"Lightening struck around three-thirty this morning and of course we had to be on site about six o'clock in order to be open for business at seven o'clock."
West says the storm knocked out power at his home so he wasn’t sure if he’d have electricity at Wheeler Avenue Baptist Church for Election Day. He was able to breathe a sigh of relief when the lights did indeed come on. But by early afternoon, voter turnout was pretty low.
"We have not gotten the turnout that we really want today and I say that by looking at both sides of the coin."
He went on to say that so many people voted during the early voting period that there simply aren’t as many people left who haven’t voted. One person was Houston’s Brandon Stowe who stopped by the Rippley Houston on Navigation road to cast his ballot. A minute after walking in he came walking back out.

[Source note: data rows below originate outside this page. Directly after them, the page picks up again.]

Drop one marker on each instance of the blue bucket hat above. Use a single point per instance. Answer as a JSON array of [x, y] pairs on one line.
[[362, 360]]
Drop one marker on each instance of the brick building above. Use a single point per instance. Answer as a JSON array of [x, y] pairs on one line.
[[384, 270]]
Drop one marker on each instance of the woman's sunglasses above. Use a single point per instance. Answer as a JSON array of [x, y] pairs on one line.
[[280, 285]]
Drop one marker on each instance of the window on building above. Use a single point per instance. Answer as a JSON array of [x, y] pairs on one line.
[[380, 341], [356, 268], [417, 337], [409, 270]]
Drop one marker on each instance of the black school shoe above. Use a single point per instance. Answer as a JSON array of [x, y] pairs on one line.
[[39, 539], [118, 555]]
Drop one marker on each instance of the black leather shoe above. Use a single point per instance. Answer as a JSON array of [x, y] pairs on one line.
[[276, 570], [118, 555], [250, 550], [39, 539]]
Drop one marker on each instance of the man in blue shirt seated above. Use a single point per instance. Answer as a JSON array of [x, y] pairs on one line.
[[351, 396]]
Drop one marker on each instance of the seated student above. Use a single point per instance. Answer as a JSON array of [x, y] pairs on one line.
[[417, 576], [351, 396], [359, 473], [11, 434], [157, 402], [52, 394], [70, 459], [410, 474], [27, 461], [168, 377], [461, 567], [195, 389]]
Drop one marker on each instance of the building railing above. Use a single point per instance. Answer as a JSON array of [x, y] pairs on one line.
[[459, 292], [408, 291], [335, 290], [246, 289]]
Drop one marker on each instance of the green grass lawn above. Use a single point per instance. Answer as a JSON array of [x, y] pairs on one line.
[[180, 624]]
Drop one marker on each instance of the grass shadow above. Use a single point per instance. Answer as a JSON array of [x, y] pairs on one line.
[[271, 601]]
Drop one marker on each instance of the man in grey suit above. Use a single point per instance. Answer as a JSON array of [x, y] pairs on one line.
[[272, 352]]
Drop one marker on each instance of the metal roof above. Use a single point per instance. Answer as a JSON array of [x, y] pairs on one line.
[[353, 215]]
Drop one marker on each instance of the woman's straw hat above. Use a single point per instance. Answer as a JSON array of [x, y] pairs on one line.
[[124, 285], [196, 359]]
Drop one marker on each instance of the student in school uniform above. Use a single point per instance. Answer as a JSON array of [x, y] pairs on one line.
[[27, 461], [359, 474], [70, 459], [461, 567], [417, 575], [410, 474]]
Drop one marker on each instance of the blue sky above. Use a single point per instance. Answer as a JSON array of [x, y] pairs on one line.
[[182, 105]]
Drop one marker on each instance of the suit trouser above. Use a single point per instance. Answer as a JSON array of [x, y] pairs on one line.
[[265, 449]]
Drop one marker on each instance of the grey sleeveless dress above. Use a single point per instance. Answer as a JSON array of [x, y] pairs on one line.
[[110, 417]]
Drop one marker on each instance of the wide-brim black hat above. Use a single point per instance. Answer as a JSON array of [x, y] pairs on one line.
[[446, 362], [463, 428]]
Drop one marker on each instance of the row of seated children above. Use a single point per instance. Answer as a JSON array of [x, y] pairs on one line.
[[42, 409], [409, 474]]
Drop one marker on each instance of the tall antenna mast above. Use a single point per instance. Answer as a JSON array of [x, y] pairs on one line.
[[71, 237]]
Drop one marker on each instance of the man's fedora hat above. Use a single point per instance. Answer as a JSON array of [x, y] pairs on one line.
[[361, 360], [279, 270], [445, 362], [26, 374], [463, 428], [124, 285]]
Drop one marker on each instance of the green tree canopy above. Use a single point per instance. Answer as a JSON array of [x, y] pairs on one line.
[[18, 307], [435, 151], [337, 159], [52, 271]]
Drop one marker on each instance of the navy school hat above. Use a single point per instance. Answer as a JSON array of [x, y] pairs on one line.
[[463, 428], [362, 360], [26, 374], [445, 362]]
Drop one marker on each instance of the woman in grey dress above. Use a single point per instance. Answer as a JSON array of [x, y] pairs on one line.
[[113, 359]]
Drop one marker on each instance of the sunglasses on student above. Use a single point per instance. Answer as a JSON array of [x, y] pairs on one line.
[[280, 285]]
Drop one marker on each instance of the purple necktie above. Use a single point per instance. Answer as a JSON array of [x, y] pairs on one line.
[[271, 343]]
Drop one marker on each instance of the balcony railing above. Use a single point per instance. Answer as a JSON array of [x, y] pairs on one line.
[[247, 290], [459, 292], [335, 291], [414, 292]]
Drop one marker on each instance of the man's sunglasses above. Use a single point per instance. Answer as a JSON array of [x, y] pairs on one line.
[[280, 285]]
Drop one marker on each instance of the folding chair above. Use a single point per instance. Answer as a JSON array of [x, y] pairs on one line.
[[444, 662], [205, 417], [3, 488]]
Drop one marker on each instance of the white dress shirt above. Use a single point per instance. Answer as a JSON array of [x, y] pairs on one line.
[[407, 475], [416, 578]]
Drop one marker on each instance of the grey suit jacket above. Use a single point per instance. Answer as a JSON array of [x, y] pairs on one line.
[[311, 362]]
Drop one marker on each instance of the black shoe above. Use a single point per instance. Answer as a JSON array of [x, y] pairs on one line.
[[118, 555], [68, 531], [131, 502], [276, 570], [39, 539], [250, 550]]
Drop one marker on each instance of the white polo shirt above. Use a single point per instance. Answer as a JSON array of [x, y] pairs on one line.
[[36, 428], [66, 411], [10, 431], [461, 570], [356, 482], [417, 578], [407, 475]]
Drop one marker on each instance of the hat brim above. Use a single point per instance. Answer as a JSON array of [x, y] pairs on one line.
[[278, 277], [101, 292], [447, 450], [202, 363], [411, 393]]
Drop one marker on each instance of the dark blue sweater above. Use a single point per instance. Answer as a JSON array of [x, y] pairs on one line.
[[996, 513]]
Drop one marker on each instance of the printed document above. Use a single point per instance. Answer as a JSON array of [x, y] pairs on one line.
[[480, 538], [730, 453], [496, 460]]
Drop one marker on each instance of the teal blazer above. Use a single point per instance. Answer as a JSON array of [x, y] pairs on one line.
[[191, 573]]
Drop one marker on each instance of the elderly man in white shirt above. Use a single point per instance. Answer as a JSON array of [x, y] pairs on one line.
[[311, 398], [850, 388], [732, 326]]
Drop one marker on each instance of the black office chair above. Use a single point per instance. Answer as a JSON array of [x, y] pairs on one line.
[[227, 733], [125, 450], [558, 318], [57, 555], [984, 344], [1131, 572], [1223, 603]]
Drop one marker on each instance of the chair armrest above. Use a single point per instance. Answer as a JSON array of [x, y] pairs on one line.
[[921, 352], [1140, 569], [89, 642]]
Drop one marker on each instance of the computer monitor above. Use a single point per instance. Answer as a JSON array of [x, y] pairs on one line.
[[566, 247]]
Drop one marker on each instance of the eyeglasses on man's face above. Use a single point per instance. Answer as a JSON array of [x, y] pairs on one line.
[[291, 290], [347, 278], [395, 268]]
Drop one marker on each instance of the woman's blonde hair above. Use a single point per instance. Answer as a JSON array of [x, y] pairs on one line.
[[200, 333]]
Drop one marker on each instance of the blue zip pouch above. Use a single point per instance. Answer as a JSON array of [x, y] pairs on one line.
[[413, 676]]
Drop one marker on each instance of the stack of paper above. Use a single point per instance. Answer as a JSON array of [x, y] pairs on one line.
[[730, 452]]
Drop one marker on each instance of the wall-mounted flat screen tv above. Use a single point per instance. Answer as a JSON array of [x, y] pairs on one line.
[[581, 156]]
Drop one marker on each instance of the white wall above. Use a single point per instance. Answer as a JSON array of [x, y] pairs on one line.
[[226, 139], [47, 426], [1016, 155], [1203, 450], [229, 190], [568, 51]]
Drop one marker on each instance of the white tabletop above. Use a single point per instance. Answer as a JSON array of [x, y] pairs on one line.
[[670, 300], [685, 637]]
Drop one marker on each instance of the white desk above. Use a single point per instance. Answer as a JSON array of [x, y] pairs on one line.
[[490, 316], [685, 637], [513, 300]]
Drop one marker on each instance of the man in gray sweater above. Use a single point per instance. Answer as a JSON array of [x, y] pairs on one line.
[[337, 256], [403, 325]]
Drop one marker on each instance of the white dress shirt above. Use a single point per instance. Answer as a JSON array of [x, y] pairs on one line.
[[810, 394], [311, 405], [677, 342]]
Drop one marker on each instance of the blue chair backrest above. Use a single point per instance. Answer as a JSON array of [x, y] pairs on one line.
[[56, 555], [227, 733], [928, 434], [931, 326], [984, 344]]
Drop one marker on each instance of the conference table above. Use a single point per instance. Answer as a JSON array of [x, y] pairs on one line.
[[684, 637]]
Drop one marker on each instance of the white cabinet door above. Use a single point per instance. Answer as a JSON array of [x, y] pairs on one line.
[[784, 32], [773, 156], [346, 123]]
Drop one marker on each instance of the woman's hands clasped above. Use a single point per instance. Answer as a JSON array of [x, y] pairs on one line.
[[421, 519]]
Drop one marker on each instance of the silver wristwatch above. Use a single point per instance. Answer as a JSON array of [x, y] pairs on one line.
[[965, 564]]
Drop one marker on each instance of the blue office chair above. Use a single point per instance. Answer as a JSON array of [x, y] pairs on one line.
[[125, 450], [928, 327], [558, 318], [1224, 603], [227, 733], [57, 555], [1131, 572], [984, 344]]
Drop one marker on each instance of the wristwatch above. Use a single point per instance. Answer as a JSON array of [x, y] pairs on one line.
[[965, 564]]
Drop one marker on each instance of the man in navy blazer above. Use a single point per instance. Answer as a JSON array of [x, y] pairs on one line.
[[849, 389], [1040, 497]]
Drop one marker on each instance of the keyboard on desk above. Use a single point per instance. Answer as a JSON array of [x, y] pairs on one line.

"I guess on early voting you can vote at any precinct and on the day of you have to vote at yours and I wasn’t aware of that."
Stowe says he didn’t know the rule because he normally votes early and just didn’t have the time this year.
Depending on where you go, voters may see lots of poll watchers with clipboards. During early voting, there were allegations that some poll watchers were intimidating voters at some minority locations. But at the Wheeler avenue location — a predominately minority location — Nat West says he doesn’t have any problems and stopped just short of questioning whether those other allegations are actually true.
"We don’t have anybody opposing anybody, threatening anybody, bothering anybody. And if somebody wants to say well how is your precinct different from another one. If someone else says mutt and Jeff are fighting and my thing is, I have no control over mutt and Jeff."
West has been a precinct judge for more than two decades. He says he just wants to have a fair election and let the best man or woman win.